![]() |
Ilustrasi jalan rusak |
Saumlaki, Dharapos.com
Sejumlah paket proyek yang bersumber dari APBN dan APBD Provinsi di Kabupaten Maluku Tenggara ditemui banyak tambal sulam, asal-asalan, cari keuntungan sendiri dan berbagai istilah serupa lainnya yang sudah tak asing lagi.
Jika istilah-istilah ini diungkapkan maka sudah pasti perhatian publik mengarah kepada pelaksanaan pekerjaan sebuah proyek pembangunan.

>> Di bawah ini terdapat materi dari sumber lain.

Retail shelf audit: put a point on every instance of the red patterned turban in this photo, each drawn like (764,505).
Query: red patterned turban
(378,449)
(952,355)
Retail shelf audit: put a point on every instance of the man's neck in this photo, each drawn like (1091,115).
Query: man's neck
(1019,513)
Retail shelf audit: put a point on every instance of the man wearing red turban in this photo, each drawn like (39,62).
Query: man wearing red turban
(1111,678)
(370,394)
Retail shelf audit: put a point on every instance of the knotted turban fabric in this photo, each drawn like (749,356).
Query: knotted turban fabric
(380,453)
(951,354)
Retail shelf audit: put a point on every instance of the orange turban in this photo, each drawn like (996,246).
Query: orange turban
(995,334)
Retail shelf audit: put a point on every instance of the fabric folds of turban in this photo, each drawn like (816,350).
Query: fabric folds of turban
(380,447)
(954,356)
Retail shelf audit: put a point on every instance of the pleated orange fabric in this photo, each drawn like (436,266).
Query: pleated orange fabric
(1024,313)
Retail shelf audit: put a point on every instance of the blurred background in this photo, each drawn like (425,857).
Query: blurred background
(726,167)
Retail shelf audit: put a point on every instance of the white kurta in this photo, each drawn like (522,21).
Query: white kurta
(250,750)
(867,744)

Pelaksanaan paket proyek pembangunan yang nilai anggarannya bersumber dari Negara, tentu menjadi perhatian bersama sehingga tidak terjadi penyalahgunaan anggaran.
Dalam kaitannya dengan pekerjaan di lapangan, sudah tentu para pelaksana proyek dituntut memiliki kinerja, kecermatan, keterpaduan, kecepatan, ketetapan, Ketelitian serta keamanan yang tinggi dalam rangka memperoleh hasil akhir yang sesuai harapan.

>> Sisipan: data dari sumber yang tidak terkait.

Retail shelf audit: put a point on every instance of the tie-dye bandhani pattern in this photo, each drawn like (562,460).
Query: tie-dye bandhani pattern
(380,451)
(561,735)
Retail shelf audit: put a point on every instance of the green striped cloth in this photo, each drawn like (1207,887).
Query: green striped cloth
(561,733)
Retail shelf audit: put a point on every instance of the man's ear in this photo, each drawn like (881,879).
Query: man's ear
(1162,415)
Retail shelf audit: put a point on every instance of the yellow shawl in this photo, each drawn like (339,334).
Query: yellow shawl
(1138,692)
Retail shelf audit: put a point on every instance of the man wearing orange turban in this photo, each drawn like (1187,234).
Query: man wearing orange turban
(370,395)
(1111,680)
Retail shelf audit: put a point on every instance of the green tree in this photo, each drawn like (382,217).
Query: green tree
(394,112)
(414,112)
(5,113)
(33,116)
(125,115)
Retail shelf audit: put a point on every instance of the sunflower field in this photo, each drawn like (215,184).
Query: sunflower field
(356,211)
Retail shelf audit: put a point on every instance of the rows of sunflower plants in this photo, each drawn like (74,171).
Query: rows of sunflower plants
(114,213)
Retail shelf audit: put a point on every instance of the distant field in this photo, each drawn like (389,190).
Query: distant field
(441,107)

Pengelolaan suatu kegiatan dengan investasi berskala besar dan tingkat kompleksitas yang sangat sulit membutuhkan cara teknis/metode yang teruji, sumber daya yang berkualitas, serta penerapan ilmu pengetahuan yang tepat dan up to date.
Selain itu, prinsip akuntabilitas merupakan pilar penting dan berharga dalam rangka mencegah terjadinya praktek kejahatan korupsi, yang pada gilirannya dapat mempengaruhi nilai dan kualitas sebuah pekerjaan.

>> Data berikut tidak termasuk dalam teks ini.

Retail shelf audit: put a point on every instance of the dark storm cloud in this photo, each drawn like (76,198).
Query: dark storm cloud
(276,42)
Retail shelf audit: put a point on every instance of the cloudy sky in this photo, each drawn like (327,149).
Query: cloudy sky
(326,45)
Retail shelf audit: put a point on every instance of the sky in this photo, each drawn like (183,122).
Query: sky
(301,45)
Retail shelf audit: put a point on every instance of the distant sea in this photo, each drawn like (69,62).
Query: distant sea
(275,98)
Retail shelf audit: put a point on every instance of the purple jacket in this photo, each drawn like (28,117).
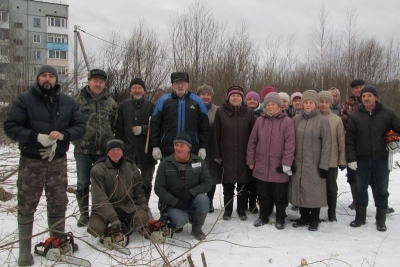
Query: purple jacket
(271,144)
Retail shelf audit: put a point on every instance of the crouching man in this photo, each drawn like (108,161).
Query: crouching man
(117,195)
(182,182)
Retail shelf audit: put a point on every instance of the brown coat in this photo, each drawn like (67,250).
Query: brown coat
(313,152)
(232,129)
(214,168)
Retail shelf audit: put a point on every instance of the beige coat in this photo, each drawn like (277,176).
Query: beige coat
(313,152)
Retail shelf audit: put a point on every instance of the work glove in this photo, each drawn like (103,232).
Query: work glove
(181,205)
(45,140)
(185,196)
(353,165)
(323,173)
(219,161)
(136,130)
(156,153)
(202,153)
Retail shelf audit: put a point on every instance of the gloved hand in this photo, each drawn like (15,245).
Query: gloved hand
(181,205)
(202,153)
(136,130)
(323,173)
(156,153)
(185,196)
(352,165)
(45,140)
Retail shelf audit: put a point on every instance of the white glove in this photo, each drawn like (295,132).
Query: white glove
(287,170)
(137,130)
(156,153)
(353,165)
(202,153)
(45,140)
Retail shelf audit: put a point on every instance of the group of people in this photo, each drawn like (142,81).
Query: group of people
(271,148)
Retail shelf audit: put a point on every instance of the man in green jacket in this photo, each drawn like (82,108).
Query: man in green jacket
(182,182)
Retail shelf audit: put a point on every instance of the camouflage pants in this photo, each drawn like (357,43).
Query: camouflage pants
(36,174)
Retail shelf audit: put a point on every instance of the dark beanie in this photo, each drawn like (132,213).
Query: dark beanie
(356,82)
(137,81)
(183,138)
(114,143)
(47,68)
(369,89)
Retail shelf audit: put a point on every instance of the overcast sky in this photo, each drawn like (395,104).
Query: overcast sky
(264,17)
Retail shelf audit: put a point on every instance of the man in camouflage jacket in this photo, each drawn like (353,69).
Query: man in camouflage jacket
(100,113)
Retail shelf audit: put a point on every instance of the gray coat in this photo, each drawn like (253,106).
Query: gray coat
(313,152)
(214,168)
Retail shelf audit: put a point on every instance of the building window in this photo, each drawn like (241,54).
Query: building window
(57,38)
(58,54)
(36,22)
(3,16)
(57,22)
(36,38)
(61,70)
(36,54)
(18,25)
(17,42)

Hal ini yang mendorong pentingnya pengawasan atau kontrol terhadap pelaksanaan pekerjaan pembangunan.
Mencermati realitas pembangunan di negeri berjuluk Duan Lolat ini, tidak sedikit hasil pembangunan fisik yang anggarannya bersumber dari APBD Provinsi Maluku maupun APBN itu meskipun memiliki nilai yang fantastis namun hasilnya tidak memuaskan.
Sebut saja pekerjaan jalan yang disulap dalam waktu sekejap namun hasilnya tidak bertahan lama.
Tak lama usai proyek itu dikerjakan, disana-sini muncul benjolan maupun aspal yang retak ataupun pecah.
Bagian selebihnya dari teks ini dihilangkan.